Jeff Carter lost teeth. The Blackhawks lost Keith.
This is the second Carter trade the Kings have won. It goes without saying that Keith and Carter's Game 3 exchange resulted in a much bigger loss for Chicago, and not just because Carter says he technically only lost parts of his teeth.
“I chipped one tooth, cracked a couple on the bottom, but didn’t actually lose any,” he explained.
You can play through that. Heck, playing through lost teeth is pretty much the most hockey thing there is. Playing through lost lynchpins is another matter, and that's what the Chicago Blackhawks have to do Thursday night in Game 4. Duncan Keith is the engine of the Blackhawks' entire system. Like the bits of tooth and flesh he inadvertently hacked out of Jeff Carter's face that led to his one-game suspension, he'll be sorely missed.
The Kings, who are looking to go 9-0 at home in these playoffs and, in so doing, send the Western Conference Final back to Chicago tied at two games apiece, are acting like Keith's absence isn't a big deal.
"Chicago's the best team in the league this year, not based on one player," Kings head coach Darryl Sutter said prior to the game. "In fact, Duncan Keith's minutes were cut back substantially this year to allow them to be a fresh team every night."
He's got a point. Keith may be the star of the group, but the Blackhawks' defensive corps thrives as a unit.
"Probably one of the reasons they were the best team in the league by a longshot was the fact that their defense was healthy," Sutter added. "I think if you look at it, Duncan and Seabrook and Hjalmarsson and Oduya either played 46, 47, 48 games, and probably one of those was resting for the playoffs."
"I don't think we're too concerned with one player for them.
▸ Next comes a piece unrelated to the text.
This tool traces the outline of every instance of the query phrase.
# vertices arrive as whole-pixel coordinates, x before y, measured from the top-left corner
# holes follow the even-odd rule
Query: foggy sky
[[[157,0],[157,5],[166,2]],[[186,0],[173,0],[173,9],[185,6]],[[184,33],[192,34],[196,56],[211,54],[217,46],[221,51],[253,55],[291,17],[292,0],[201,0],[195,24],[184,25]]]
We're more concerned about our own players, if they're healthy."
That's fair, and it's what you'd expect a reasonable coach to say. Focus on what we can do, stick to our gameplan, play our best game, et cetera, et cetera. It's a wise approach. The moment you're hinging your success on what the other team is doing or who they're playing, you've made that success a little harder to come by. Thus, no one in the LA locker room is going to do cartwheels about Keith sitting out Game 4 -- at least not with the door open.
Jarret Stoll shrugged it off.
"Whatever," he said, when asked about Keith's suspension.
But Stoll and Sutter know full well that Keith is more than just a redshirt (red shirt notwithstanding). "He's a big piece of their team," Stoll added. "We got to take advantage of that and play the right way."
Even that's an understatement. Keith is more than just a big piece. He's the engine of the Blackhawks at both ends of the ice. Most nights, he's out there for nearly half the game, using his fleet feet to fight the forecheck, pushing the tempo, and finding his teammates in stride for promising zone exits and entries. The Blackhawks are never faster than when Keith is at top speed, and after Games 1 and 2 made it clear that Chicago is too fast for LA at top speed, a night without turbo Keith is a gift that simply can't be squandered.
Especially not when a loss means going back to Chicago down 3-1. That's a tough deficit to overcome, especially when it means being perfect on the road, something the Kings have been decidedly less than in these playoffs.
The Blackhawks, meanwhile, know Keith's absence is something that has to be overcome.
"This is sometimes part of the playoffs," Marian Hossa said. "You miss guys maybe for a suspension, you miss guys because of some injury. That happens. Now we just have to go out there and find a way to win without the key guys."
If the Kings hope to repeat as Stanley Cup champions, they cannot let that happen.